Abstract
Background
Intestinal colonization with vancomycin-resistant enterococci (VRE) is associated with gut microbiome dysbiosis. Furthermore, VRE colonization may help sustain ongoing dysbiosis potentially contributing to persistent microbiota imbalance. Rectal swabs PCR are widely validated as a practical and cost effective method for detecting VRE colonization compared to the gene sequencing needed for microbiota diversity analysis. VRE colonization has been linked to poor outcomes following allo-HSCT but not previously demonstrated in a large patient dataset.
Methods
We reviewed the charts of 759 patients who received an allo-HSCT at the University of Kansas Medical Center between January 2008 and December 2016. A patient was considered VRE-colonized if a rectal swab was positive for VRE either before allo-HSCT or within 30 days after the allo-HSCT. We compared early and late transplant outcomes based on VRE colonization status. We conducted a univariable analysis using Mann-Whitney, chi-square. The Kaplan-Meier and multivariable regression analyses were also performed. Data analyses were conducted using GraphPad Prism and statistical significance was considered at p <0.05.
Results
There were 331 (43.6%) VRE colonized out of total 759 patients included in this study. Patient demographics and transplant-related characteristics were similar between the VRE-colonized and non-colonized groups. The median age was similar (53 vs. 54 years), and male gender was predominant in both groups (59 Vs 61%) for VRE colonized and non-colonized groups respectively. The most common diagnosis was MDS/AML, which accounted for 61.7% of patients in the VRE-colonized group and 55.2% in the non-colonized group. Most patients received peripheral stem cell grafts, with slightly more PSC use among non-colonized patients (80% vs. 73%). Matched unrelated and matched sibling donors were 61.33% and 30.5% in the VRE colonized group vs. 54.6% and 37.6% in the VRE non colonized group. 59% of patients in both groups received reduced-intensity conditioning. GVHD prophylaxis with tacrolimus/MTX was 60% in VRE colonized and 63% in non VRE colonized. Post transplant cyclophosphamide use was limited to haploidentical donors, who numbered 8% in both groups. The median HCT-CI score was 2 in both groups; expected CIBMTR 1-year survival scores were also the same (68%).

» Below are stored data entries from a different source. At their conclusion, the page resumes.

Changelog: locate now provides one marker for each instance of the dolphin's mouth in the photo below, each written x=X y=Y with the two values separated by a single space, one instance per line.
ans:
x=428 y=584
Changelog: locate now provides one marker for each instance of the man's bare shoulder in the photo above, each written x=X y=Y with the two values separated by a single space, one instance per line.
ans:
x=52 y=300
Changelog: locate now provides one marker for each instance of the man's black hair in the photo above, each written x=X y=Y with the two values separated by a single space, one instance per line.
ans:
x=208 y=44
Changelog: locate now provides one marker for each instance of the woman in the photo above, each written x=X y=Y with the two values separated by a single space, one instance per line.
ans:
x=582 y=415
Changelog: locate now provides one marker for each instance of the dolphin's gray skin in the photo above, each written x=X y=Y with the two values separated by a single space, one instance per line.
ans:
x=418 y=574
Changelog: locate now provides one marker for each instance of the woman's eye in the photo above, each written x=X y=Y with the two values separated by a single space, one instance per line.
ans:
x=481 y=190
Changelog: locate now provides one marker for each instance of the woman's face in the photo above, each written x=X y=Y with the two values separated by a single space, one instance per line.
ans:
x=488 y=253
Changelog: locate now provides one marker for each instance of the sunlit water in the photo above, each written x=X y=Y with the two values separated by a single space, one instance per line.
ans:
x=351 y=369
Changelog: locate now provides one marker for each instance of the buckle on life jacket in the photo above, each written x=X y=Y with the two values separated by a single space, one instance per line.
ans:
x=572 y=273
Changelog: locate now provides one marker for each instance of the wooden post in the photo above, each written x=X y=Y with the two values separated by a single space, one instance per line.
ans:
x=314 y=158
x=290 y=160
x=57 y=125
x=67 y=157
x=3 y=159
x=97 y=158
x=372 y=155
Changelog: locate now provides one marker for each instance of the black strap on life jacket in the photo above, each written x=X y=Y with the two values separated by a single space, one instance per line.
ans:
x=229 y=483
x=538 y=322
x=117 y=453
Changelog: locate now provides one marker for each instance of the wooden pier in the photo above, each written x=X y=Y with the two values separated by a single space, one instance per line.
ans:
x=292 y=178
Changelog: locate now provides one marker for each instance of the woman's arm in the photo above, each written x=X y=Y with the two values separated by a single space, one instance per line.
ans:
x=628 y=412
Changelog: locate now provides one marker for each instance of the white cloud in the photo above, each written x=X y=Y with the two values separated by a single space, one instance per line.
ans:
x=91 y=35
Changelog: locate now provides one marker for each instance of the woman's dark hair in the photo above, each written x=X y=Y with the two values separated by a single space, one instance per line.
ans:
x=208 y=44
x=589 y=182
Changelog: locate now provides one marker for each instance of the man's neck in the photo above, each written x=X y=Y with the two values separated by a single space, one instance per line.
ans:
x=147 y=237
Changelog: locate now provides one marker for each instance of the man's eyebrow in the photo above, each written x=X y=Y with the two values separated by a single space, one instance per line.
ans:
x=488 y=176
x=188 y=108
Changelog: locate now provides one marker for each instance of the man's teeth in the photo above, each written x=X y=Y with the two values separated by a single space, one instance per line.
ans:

There was no difference in the median time to absolute neutrophil count engraftment (16 days) between both groups. However, the platelet recovery was 2 days longer in the VRE-colonized group (19 vs. 17 days, p<0.01). VRE-colonized patients required significantly more transfusion units than non-colonized patients, median packed RBCs units (3 vs 2; p<0.001) and median platelets units (4 vs 2; p<0.001). Patients with VRE colonization had a significantly higher rate of culture-proven bacteremia in the first 30 days post-transplant (22.36% vs 13.08%; p=0.0008). The median hospital stay was significantly longer for VRE-colonized patients than non-colonized patients (26 days vs. 25 days, p<0.001).
Patients with VRE colonization had a significantly higher incidence of grade 2 or higher acute GVHD compared to non-colonized patients (60.73% vs. 49.53%; p=0.0026). They also experienced a higher rate of grade 3 or higher acute GVHD (28% vs. 17.9%; p=0.01). At day 100 post-transplant, VRE-colonized patients demonstrated significantly lower lymphocyte counts than non-colonized controls for both CD4+ T cells (174 vs 204/μL; p = 0.035) and CD19+ B cells (20 vs 32/μL; p = 0.036). There was no significant difference observed in 100-day survival between the VRE-colonized (86.6%) and non-colonized (89.1%) groups (p = 0.29). However, 1-year survival rates were significantly lower in the VRE-colonized group (58.4%) compared to the non-colonized group 68.1% (p = 0.0059). This difference was reflected in the median overall survival, which was 518 days in the VRE-colonized group compared to 1370 days in the non-colonized group (p < 0.0001). Additionally, the VRE-colonized group showed an increased cumulative incidence of non-relapse mortality.
Conclusion
While gut microbiota sequencing is limited by cost and turnaround time. VRE colonization is a cost effective and is associated with worse outcomes following allo-HSCT including overall survival.